Quentin Tarantino's ninth film sees the filmmaker finally turn his lens on Hollywood itself.


Photo by Andrew Cooper / Sony Pictures Entertainment
 

It’s hard to believe that Quentin Tarantino — perhaps the most film-obsessed of a generally cinema-mad generation of directors — has taken this long to set a film, truly and properly, in Hollywood.

“Reservoir Dogs,” “Pulp Fiction” and “Jackie Brown” were set in Los Angeles. But ever since “Kill Bill” spanned the globe, Tarantino has left the Golden State, with films set in the American south and west, as well as wartime Europe.

Now, his ninth film — he’s obsessed with numbering his pictures, so the tally is easy to remember — announces its setting in the title (also a Tarantino first). “Once Upon a Time in Hollywood” was hyped as a film about the Manson murders, but it’s actually a pure Hollywood tale.

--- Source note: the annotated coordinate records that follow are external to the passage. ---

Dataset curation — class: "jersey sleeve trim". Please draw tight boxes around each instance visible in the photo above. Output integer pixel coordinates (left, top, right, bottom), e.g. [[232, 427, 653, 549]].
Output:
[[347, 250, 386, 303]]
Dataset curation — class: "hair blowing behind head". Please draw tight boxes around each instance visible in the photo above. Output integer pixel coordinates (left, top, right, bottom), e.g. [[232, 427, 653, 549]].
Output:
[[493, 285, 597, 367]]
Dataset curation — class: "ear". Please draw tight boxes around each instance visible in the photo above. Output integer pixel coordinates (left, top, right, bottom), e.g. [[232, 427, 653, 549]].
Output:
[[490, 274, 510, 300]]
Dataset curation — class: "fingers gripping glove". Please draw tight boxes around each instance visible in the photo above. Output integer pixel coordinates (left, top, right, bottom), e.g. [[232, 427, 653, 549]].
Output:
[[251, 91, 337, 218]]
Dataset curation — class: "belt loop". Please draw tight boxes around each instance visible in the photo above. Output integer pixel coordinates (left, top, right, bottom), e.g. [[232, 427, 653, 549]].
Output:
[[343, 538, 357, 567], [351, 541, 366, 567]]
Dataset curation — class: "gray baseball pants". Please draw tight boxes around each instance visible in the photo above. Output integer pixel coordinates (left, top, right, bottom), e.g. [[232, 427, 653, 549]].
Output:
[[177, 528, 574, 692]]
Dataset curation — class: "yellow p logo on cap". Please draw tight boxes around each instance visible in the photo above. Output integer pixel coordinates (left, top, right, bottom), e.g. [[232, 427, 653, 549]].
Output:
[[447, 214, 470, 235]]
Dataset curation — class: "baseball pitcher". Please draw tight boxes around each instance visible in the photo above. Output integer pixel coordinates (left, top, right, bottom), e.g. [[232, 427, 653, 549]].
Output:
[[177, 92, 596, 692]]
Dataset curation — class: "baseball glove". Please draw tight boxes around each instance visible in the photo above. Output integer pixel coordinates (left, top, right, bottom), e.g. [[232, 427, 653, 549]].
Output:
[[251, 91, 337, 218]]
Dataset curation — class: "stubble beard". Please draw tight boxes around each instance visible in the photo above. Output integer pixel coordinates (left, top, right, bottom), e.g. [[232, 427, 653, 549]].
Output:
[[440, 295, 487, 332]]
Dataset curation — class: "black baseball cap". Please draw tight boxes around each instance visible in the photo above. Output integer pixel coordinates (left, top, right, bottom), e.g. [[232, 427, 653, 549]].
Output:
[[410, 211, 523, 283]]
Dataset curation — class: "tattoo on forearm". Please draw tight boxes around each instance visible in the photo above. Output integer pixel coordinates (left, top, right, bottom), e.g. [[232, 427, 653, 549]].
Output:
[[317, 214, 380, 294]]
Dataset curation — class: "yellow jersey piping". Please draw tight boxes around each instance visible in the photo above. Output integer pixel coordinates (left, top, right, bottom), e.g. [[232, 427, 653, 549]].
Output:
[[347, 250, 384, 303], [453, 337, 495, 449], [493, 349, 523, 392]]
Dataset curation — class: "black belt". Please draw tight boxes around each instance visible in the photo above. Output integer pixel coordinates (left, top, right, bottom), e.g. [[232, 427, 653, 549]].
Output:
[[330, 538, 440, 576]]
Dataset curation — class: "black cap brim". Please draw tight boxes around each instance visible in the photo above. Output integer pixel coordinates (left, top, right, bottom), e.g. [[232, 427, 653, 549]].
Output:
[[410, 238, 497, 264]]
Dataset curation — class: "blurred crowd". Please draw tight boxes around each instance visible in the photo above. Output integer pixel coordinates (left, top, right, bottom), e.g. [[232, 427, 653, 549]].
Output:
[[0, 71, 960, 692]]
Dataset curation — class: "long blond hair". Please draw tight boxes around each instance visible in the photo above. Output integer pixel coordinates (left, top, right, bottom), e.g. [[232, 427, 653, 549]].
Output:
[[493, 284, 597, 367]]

In 1969, western movie icon Rick Dalton (Leonardo DiCaprio) is informed by non-nonsense producer Marvin Schwarzs (Al Pacino) that his career is headed downhill. Meanwhile, Dalton’s best friend and stunt double, Cliff Booth (Brad Pitt), drives Dalton around and skirts along Hollywood’s fringes — an existence that precipitates a run-in with the Manson family, via a seductive hippie named Pussycat (Margaret Qualley).

Sharon Tate (Margot Robbie) is around, too; she’s reveling in her Hollywood ascendance and living next door to Dalton, more often in the company of friend Jay Sebring (Emile Hirsch) than husband Roman Polanski (RafaƂ Zawierucha).

“Once Upon a Time in Hollywood” is Tarantino at his most confident and unrestrained. There is no genre to this film; it flows kaleidoscopically from drama to comedy to parody to western to nothing at all. Nor is there any appreciable structure — not even the retroactive framework the director has often applied via chapter titles. It happens, it happens, and it keeps happening, eventually arriving at a conclusion that is less a natural denouement and more a farcical what-if.

The film contains some of Tarantino’s best sequences.

It’s also his worst film.

Fortunately, he’s good at this, so his worst is certainly still worthwhile. Tarantino has always been one of the great students of cinema; at his best, he’s one of its most proficient modern practitioners. Even in a messy and ultimately dissatisfying film (and one that, in some of its more unpleasant sequences, provides plenty of fodder for legitimate objections), there is more than enough remarkable content here to warrant a viewing  — by the interested. This would not be a good introduction for the reluctant.

My Rating: 7/10

"Once Upon a Time in Hollywood" opens in wide release on Friday, July 26.